Подкоп был подведен под самую толстую, надвратную башню Нейса, которую, ввиду этих двух её очевиднейших качеств, именовали "Толстуха-Раззява". На липах с двухнедельным опережением германского месяцеслова пожелтели листья. До рокового "первого снега" оставалось дней десять-двенадцать. А может сорок-сорок пять. Жануарий только разводил руками.

Итак, Карл ни минуты не сомневался в том, что ждать больше нечего. В подкоп была заложена отменная мина из сорока семиведерных бочек с порохом.

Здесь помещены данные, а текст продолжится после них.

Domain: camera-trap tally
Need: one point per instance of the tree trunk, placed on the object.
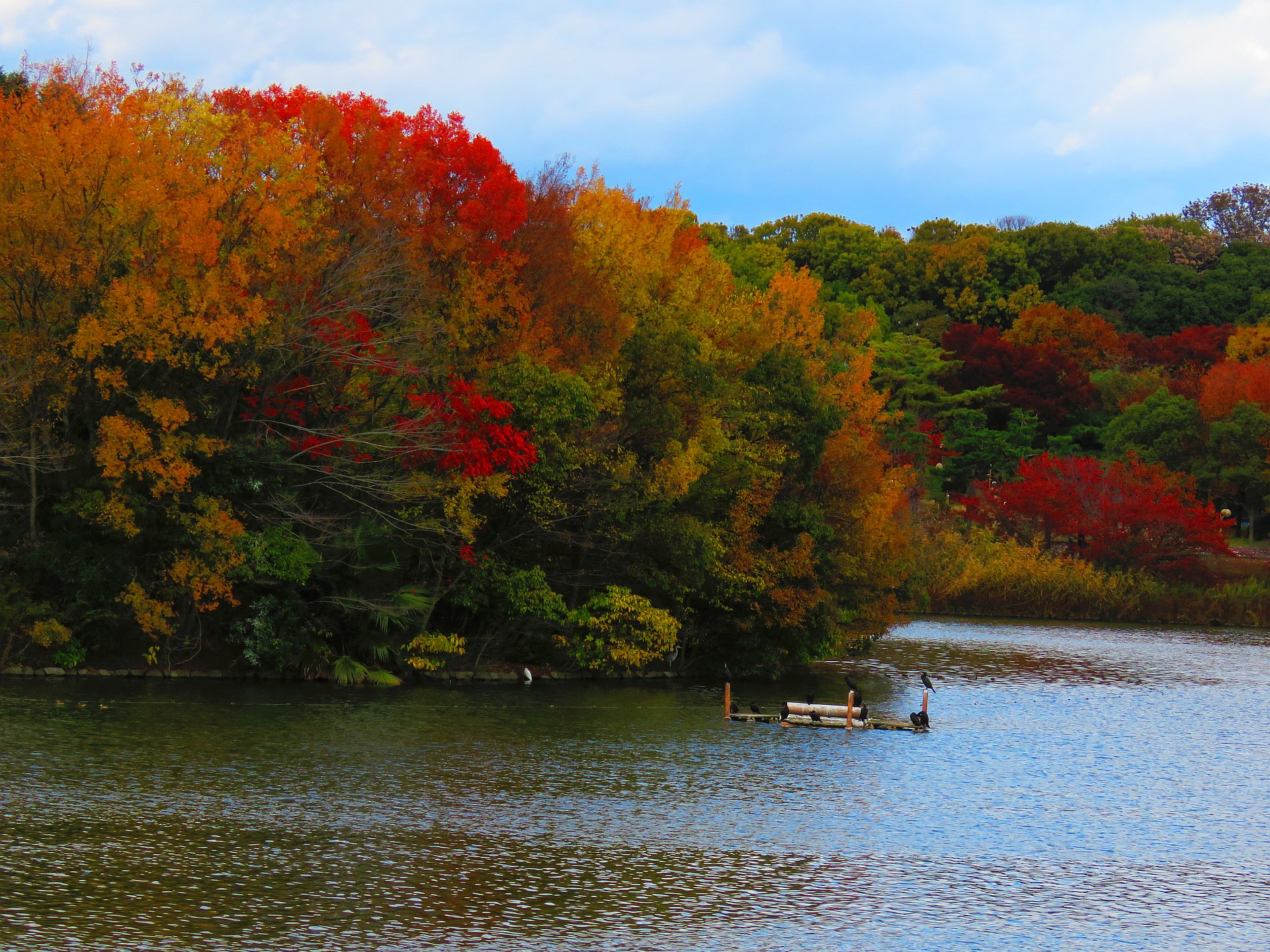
(34, 491)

Карл с прищуром посмотрел на "Толстуху-Раззяву", куснул соломинку и провел рукой по сеточке, плотно охватывающей его волосы. На противоположной стороне крепостного обвода Нейса запели бургундские трубы. Там, под орудийный бой, пошла на приступ ложная штурмовая партия. Жануарий двумя руками перевернул песочный хронометр размерами в пчелиный улей и уселся на толстокожий барабан. Теперь надо было ждать полчаса, пока большая часть нейсского гарнизона увязнет в бою с ложноштурмующими.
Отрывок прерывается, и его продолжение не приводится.